See her full statement here.
Jeffrey Thompson, her opponent for secretary-treasurer, is campaigning to end abusive behavior in the film and TV industry – including abuse by fellow writers.
“In the past decade we’ve dealt with contract negotiations, packaging, massive changes in the industry through both streaming and how people consume media online, and other things that threaten our ability to make a living as writers, but there’s one threat that is eating away at the integrity of our guild,” he said in his statement.
“We have a problem with abuse in our industry and it needs to stop. Especially since many of the abuses that writers deal with can’t be blamed on the AMPTP or the studios, but on other writers who use their power to intimidate and manipulate others. And those who are abused are put into a situation in which they can either stay silent and tolerate those abuses (in the hopes that they’ll get a recommendation by their abuser for a future job) or speak up and risk being blacklisted.
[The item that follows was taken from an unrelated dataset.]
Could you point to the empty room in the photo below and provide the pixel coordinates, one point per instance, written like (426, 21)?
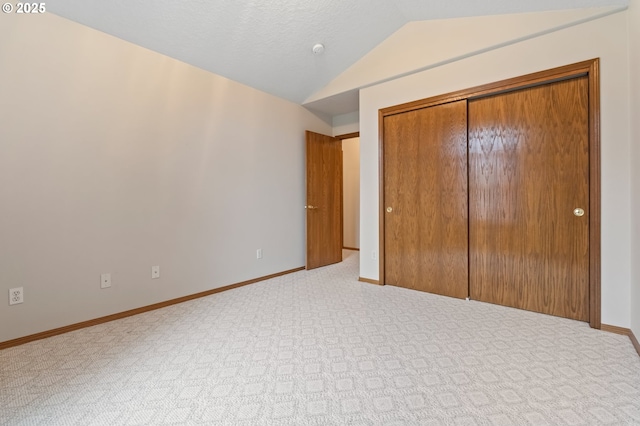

If we as a guild cannot protect the most vulnerable among us, then we are failing as a guild.”
“We all have either experienced or known others who have experienced mistreatment, but like many injustices in our industry, we tend to keep quiet. But when we are quiet, then we are allowing harm to continue,” he said. “We need to foster a culture of safety and understanding in our guild. Because if we are the ones who are tearing each other down, then any gains that we make in this and any future negotiations are relatively meaningless.”
See his full statement here.
Earlier today, the guild released the names of all the candidates who have qualified for the officer and board election.
In addition to the officer candidates, there are 20 candidates nominated to run for eight open seats on the board of directors, including Molly Nussbaum, Danielle Iman, Maggie Levin, Blake Masters, Rob Forman, Alex O’Keefe, Jonterri Gadson, Leah Folta, Grant Scharbo, Sean Presant, Scott Alexander, Jackie Penn, Kira Snyder, Van Robichaux, Niceole Levy and incumbents Adam Conover, Nicole Yorkin, Dailyn Rodriguez, Dante W. Harper, and Zoe Marshall.
You can see their candidate statements here.
Guild members will receive voting materials on August 29, and voting will end on Sept. 19. The guild will host a Candidates Night forum, where guild members can ask questions of the candidates, on August 30.